Şimdi kalkmışlar, “katı laikler”, “ulusalcı faşistler”, “demokrat Müslümanlar”, “liberal laikler”, “Laik faşistler”, “Ilımlı İslamcılar” gibi dandirik ayrılık tohumlarına alternatif arıyorlar. Bu tohumlar filiz vermeyince de ektikleri kin tohumlarına sahip çıkmadığımız, onları sulayıp beslemediğimiz için küplere biniyorlar.

Arapça kelimeler olmasına rağmen, Mustafa Kemal’in yan yana getirerek kullandığı o üçlü muhteşem kelime grubu var ya, içinde bulunduğumuz durumu nasıl da güzel özetliyor.

“Gaflet, dalalet hatta hıyanet.”

Müstemleke valilerinin bölünme nitelendirmeleri vız gelir tırıst gider.

Yukarıda da belirttik. Hiçbiri tutmaz.

Ama, o “Gaflet, dalalet, hıyanet.” üçlüsü yok mu?

Asıl bu üçlüden korkmalıyız.

“Hıyanet” tiynetinde olanları hiçbir güç yollarından çeviremez, çünkü onlar menfaat elde ediyorlar.

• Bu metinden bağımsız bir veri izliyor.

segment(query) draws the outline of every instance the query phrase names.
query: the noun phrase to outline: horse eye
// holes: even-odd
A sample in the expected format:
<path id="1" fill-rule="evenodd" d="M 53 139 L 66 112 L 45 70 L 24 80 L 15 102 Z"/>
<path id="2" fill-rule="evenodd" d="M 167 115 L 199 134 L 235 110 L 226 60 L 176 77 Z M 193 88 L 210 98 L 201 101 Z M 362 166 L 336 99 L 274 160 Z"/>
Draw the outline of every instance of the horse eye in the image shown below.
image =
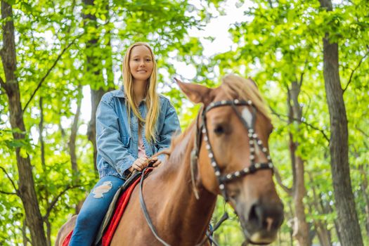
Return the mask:
<path id="1" fill-rule="evenodd" d="M 215 129 L 214 129 L 214 134 L 216 135 L 221 135 L 224 133 L 224 128 L 221 125 L 218 125 Z"/>

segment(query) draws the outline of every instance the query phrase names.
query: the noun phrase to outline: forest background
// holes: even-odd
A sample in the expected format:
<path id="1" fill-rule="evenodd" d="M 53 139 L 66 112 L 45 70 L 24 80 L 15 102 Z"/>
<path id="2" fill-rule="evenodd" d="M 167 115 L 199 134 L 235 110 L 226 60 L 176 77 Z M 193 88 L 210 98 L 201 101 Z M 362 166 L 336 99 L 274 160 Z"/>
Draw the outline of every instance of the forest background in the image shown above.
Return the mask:
<path id="1" fill-rule="evenodd" d="M 368 1 L 1 4 L 0 245 L 53 245 L 78 211 L 98 179 L 97 105 L 122 84 L 122 56 L 135 41 L 153 47 L 159 90 L 183 129 L 199 106 L 173 76 L 209 86 L 229 72 L 257 82 L 273 115 L 269 145 L 285 204 L 273 245 L 369 245 Z M 243 18 L 229 25 L 231 43 L 207 56 L 214 37 L 191 34 L 231 15 L 229 4 Z M 215 238 L 240 245 L 220 198 L 214 221 L 225 209 L 231 218 Z"/>

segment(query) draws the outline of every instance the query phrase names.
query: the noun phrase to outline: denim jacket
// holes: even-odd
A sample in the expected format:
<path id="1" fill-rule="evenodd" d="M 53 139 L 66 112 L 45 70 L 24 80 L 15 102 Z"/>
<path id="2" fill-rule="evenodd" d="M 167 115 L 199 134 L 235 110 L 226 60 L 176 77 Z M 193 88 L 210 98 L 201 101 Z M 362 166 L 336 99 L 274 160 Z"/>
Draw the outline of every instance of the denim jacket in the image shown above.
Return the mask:
<path id="1" fill-rule="evenodd" d="M 149 143 L 142 128 L 142 139 L 145 152 L 150 157 L 169 147 L 173 134 L 180 132 L 178 116 L 169 101 L 159 96 L 159 117 L 156 123 L 156 142 Z M 140 113 L 145 118 L 147 108 L 141 102 Z M 97 167 L 100 178 L 112 175 L 126 179 L 127 170 L 138 158 L 138 122 L 131 112 L 131 127 L 129 126 L 126 98 L 121 89 L 106 93 L 103 96 L 96 111 Z M 159 160 L 164 161 L 165 155 Z"/>

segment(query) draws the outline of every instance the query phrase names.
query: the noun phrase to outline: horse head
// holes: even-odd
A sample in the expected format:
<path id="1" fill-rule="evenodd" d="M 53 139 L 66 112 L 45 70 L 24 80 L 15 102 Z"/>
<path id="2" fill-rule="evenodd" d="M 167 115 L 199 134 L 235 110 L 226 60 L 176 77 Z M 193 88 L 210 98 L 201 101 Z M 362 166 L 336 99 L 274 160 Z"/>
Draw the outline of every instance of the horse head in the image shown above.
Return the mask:
<path id="1" fill-rule="evenodd" d="M 273 126 L 256 84 L 234 75 L 216 89 L 177 82 L 191 101 L 203 104 L 193 150 L 196 183 L 233 207 L 249 242 L 271 243 L 283 223 L 283 205 L 268 145 Z"/>

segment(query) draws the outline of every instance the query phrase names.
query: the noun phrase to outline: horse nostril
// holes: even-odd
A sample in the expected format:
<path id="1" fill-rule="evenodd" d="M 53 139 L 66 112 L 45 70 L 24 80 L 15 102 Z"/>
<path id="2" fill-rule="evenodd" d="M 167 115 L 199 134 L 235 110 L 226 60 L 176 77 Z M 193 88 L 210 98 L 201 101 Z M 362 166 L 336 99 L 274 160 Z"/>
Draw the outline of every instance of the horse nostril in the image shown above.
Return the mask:
<path id="1" fill-rule="evenodd" d="M 254 204 L 251 207 L 249 213 L 249 221 L 251 223 L 257 224 L 259 226 L 261 226 L 261 221 L 263 218 L 263 212 L 261 206 Z"/>
<path id="2" fill-rule="evenodd" d="M 283 221 L 283 209 L 276 205 L 254 204 L 249 213 L 249 221 L 266 231 L 278 228 Z"/>

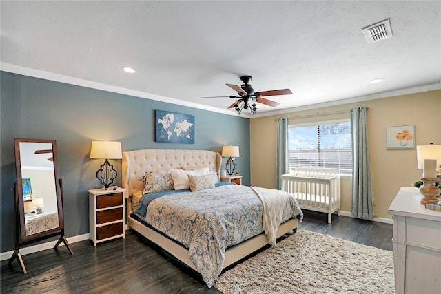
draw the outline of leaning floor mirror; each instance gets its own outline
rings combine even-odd
[[[60,235],[54,249],[63,242],[70,254],[74,253],[64,235],[62,183],[56,141],[16,138],[14,144],[15,250],[9,264],[17,258],[26,273],[19,247]]]

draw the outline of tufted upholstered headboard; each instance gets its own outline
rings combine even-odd
[[[207,150],[141,149],[123,152],[123,188],[126,196],[144,189],[143,177],[146,172],[173,169],[209,167],[218,174],[222,157]]]

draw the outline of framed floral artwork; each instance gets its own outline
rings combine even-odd
[[[413,125],[386,127],[386,149],[414,147]]]

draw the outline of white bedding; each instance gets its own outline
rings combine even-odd
[[[274,191],[259,193],[274,196]],[[278,192],[283,193],[278,201],[280,211],[269,209],[278,213],[280,222],[302,215],[291,194]],[[150,202],[145,220],[188,248],[190,260],[211,286],[222,271],[225,249],[263,232],[263,211],[251,187],[229,185],[156,198]],[[276,230],[279,224],[274,224]]]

Üstelik bu menfaati “dalalet”leriyle yani kandırılarak inanmışlıklarıyle pekiştirmişler. Böyleleri milletimizin yakasına asırlarca yapışmış, bırakmazlar.

“Dalalet” içindekilere yanlış yolda olduklarını gösterecek irfan ocaklarından mahrumuz. “Gaflet” içinde olanları uyandırmaya mecalimiz yok.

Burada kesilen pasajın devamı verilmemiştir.